Neoliberalism has ravaged any public vestige of what it means to be educated or educating, and this is yet one more tragic example. As officials rush to reopen schools, teachers, school counselors and principals are left to pick up the pieces and care for the children in their midst, in spite of the trauma they may have experienced and in the face of what most adults would find to be unacceptable conditions for learning.
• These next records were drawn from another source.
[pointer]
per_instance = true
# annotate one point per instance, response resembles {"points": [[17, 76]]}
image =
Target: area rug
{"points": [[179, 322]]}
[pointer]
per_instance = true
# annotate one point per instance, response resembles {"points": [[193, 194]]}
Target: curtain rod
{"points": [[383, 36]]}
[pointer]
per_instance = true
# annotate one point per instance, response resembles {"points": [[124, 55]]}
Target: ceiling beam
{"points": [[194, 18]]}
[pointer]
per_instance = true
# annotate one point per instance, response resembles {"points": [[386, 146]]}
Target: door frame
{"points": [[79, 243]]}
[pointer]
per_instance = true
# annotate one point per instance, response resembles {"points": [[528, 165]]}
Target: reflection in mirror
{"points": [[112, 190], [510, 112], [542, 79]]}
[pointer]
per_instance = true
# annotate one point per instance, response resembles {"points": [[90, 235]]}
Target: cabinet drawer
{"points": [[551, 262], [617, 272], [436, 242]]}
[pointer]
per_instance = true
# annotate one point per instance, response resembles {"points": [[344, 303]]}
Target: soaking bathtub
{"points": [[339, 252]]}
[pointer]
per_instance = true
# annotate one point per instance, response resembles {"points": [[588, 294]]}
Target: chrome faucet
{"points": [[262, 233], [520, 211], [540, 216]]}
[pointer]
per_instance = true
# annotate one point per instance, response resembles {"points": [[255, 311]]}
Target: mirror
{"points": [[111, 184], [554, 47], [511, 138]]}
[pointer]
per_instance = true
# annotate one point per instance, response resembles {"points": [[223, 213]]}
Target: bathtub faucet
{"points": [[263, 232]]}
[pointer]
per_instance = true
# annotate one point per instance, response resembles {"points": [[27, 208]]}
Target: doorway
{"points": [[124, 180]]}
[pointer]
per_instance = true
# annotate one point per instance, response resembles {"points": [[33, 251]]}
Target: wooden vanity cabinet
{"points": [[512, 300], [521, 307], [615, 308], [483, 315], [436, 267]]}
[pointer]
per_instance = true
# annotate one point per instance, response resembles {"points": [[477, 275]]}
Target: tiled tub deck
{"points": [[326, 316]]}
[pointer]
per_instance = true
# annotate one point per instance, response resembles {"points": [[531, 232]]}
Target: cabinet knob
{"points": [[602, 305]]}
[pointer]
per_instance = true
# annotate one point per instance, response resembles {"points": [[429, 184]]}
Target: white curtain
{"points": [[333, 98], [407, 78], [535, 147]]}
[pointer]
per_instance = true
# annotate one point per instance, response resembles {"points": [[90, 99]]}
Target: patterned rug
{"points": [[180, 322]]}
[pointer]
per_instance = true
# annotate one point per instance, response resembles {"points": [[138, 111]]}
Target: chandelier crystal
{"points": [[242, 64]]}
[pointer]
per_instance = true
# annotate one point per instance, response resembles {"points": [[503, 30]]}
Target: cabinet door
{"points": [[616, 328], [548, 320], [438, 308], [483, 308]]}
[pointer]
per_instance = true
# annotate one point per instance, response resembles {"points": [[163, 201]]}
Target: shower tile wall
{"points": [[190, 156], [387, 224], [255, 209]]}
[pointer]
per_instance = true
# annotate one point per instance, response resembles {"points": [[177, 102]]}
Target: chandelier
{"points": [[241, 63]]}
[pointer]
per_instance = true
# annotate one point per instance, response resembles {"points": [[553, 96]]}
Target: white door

Steve Light  reported in the World Socialist web site that thousands of teachers had served as volunteers, helping to fill the gap in government services in the aftermath of the hurricane, and he astutely notes that this is no small irony as they continue to be blamed for the problems of public education. It's time blame is placed elsewhere and education is taken up seriously as an intellectual, ethical and social good. Teachers have become the new welfare queens, public servants are reduced to moochers who exploit government services, and students are merely clients reduced to statistical graphs that allegedly measure what it means to be educated. What Sandy revealed is that the corporate-driven culture that failed to protect many of the poorest victims of the storm, also failed to identify and address what matters in education, especially in the midst of a storm that not only destroyed classrooms but eliminated the possibility of rethinking what matters in education and what it takes to provide support for its most basic constituencies, teachers and students. Losing time for those teachers and students who felt the brunt of Hurricane Sandy ultimately translated into doing time, being subjected to a mode of corporate time that undermined the quality of teaching, learning and administration. Major crises generally offer a chance to rethink priorities, address important social issues, connect schools to everyday life, rethink the purpose and meaning of what education means. But in this case, public school officials simply allowed another disaster to serve as an excuse to mimic and reproduce the worst dimensions of an educational policy that wages war on the democratic values, ideals and values that offer the promise of a public education that truly educates, rather than trains and punishes.